Any advice from this lovely community is greatly appreciated!
Maria


----------



## CrazyCash (Jul 12, 2012)

From what you describe it doesn't sound like you have any major issues, just normal puppy stuff. V puppies can be a challenge and need lots of consistently and follow through. 

Question for you - how does he walk on the leash for your husband, does he pull or does he just do it when you are walking him? My suspicion is that you aren't being assertive with him when you are giving him commands. If you are being tentative, repeatedly saying commands, and not showing authority then that is most likely why he's not listening to you. You need to tell him once what the command is and then follow through to make sure he does it. Just be confident when you are working with him, stay calm and enjoy puppyhood.


----------



## Capa (May 19, 2013)

I'd strongly recommend setting some rules and following through with them. If you are allowing him to pull, lunge, and drag you on walks, it will only get worse in time.

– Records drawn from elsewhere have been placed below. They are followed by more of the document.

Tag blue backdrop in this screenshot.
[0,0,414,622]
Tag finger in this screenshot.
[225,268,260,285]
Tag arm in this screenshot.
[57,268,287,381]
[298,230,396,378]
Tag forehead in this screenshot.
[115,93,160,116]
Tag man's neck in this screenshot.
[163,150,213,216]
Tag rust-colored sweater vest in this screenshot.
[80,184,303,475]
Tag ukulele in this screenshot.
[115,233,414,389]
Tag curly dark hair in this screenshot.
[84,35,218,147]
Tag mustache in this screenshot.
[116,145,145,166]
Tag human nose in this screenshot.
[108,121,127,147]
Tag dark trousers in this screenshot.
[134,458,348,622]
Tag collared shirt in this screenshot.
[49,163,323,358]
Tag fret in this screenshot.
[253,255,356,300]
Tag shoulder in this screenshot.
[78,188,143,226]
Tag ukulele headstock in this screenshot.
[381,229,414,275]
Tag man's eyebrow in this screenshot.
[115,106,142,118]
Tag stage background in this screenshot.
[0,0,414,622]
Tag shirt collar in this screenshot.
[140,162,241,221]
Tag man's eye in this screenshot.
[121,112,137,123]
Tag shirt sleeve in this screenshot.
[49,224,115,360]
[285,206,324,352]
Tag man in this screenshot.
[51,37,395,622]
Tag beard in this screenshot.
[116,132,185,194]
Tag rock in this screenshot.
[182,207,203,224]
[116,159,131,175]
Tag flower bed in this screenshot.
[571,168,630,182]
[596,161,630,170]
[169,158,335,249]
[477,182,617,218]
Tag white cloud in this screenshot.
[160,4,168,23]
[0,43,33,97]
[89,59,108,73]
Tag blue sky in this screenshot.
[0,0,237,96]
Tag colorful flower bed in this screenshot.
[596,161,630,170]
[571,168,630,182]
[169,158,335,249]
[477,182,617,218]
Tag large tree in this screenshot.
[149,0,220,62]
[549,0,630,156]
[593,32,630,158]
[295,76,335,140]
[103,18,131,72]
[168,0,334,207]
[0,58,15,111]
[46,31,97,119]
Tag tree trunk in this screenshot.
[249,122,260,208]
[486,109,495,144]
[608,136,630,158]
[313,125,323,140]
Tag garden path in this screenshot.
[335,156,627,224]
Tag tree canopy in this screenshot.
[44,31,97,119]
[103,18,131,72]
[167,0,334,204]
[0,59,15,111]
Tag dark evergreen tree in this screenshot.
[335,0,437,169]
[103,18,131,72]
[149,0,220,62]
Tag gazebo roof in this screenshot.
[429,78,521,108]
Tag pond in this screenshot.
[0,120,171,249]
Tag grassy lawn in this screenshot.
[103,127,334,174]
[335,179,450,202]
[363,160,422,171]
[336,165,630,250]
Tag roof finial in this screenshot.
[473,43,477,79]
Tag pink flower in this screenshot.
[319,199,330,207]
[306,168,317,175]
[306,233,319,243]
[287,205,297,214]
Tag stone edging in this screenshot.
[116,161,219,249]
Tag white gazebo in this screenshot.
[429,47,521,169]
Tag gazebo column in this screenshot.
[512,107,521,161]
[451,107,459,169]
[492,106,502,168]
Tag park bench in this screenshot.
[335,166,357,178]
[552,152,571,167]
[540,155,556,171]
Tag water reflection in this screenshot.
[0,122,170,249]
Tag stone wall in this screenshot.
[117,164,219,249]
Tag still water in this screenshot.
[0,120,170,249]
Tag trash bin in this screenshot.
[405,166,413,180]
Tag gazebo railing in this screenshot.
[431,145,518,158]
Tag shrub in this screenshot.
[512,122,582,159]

I do not like to label dogs. It doesn't matter much whether or not the trainer states that he is dominant. The key is to heavily reinforce the behaviors that you like, and to be confident and consistent in your training. 

What methods has your trainer been using?


----------



## MilesMom (Jun 21, 2012)

Ditto. Your husband is likely more assertive with a deeper voice. 

Be firm, lower/ deepen voice, and be consistent. Pup only gets one chance to execute command before you correct.


----------



## datacan (May 15, 2011)

Finally a topic I can sink my teeth into. Thanks.. 

I do not subscribe to dominance theories, anymore. The vet and the trainer might have misunderstood the breed. That is not unusual at all. 
But, in general, most puppies, at one point or another, look to establish their place in the pack and no one wants to be at the bottom. 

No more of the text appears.